When the Guardian tailed One Direction around the US in 2012, we compared the scenes of fan hysteria to Beatlemania. Five years on, the British boy band have now equalled the Fab Four’s once seemingly unassailable record of having three members rack up US No 1 solo albums.
Being dubbed “Radio 2 filler” by the Guardian hasn’t stopped Niall Horan’s Flicker joining Zayn Malik and Harry Styles’s earlier US chart-topping debuts, matching George Harrison, Paul McCartney and John Lennon’s solo No 1s in the 1970s.
Alarmingly for the surviving Fabs, this is not the first time that modern acts have challenged their once vice-like chart domination. In 2000, Irish popsters Westlife’s otherwise forgotten My Love single became a record-breaking seventh British chart-topper in a row. Other longstanding Beatles records have fallen to everyone from Justin Bieber (most songs in the US top 100 – 17) to the cast of Glee, who in 2010 notched up more US top 100 hit singles than any other non-solo act (75, to the Beatles’ 72). Rihanna’s singles have spent most weeks at the US No 1 (60, to the Liverpool quartet’s 59).
Equally serious damage has been done by the modern pop phenomenons of Adele and One Direction. Adele has matched the Fabs’ feat of two singles and top albums in the UK top five, and done the same in the US charts (as has rapper 50 Cent).
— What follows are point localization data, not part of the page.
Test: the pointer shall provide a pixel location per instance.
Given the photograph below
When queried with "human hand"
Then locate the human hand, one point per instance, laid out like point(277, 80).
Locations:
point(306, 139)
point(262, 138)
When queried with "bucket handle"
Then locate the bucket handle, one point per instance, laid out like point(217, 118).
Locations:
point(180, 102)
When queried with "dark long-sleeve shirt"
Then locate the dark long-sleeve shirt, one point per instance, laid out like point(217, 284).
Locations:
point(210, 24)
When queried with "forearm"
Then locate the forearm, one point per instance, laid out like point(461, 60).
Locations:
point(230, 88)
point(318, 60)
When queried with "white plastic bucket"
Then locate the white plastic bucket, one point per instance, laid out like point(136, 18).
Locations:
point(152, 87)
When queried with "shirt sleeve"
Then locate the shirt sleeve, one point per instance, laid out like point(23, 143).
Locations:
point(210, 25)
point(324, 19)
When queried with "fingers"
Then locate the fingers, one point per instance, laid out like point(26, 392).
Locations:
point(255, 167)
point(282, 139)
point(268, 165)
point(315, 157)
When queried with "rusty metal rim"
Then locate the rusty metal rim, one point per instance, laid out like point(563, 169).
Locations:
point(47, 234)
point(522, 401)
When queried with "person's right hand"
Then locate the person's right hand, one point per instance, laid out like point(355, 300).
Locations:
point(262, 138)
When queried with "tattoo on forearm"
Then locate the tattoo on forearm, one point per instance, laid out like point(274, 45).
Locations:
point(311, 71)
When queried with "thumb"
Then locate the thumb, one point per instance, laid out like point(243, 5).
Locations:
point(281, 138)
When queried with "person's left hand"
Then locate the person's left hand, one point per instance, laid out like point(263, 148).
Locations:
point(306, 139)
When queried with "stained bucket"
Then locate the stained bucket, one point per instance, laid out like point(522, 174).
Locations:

Meanwhile, in 2012, 1D became the first British group to enter the US charts at No 1 with their debut, besting the Beatles’ US-only Introducing … the Beatles, a first-week No 4 in 1964. Salt was rubbed in that wound when One Direction’s 2015 single Perfect became their fifth consecutive new entry in the US Top 10 (beating the Fabs’ four).
Still, should McCartney and Ringo Starr cry into their beer, the Beatles still have some two dozen entries in the Guinness World Records, and their particularly astonishing 1964 feat of sweeping the entire US top five singles chart has never been repeated. Meanwhile, with 270.8m certified sales, they are still comfortably the biggest-selling music artists of all time, while those cheeky 1D upstarts are yet to figure in the top 50.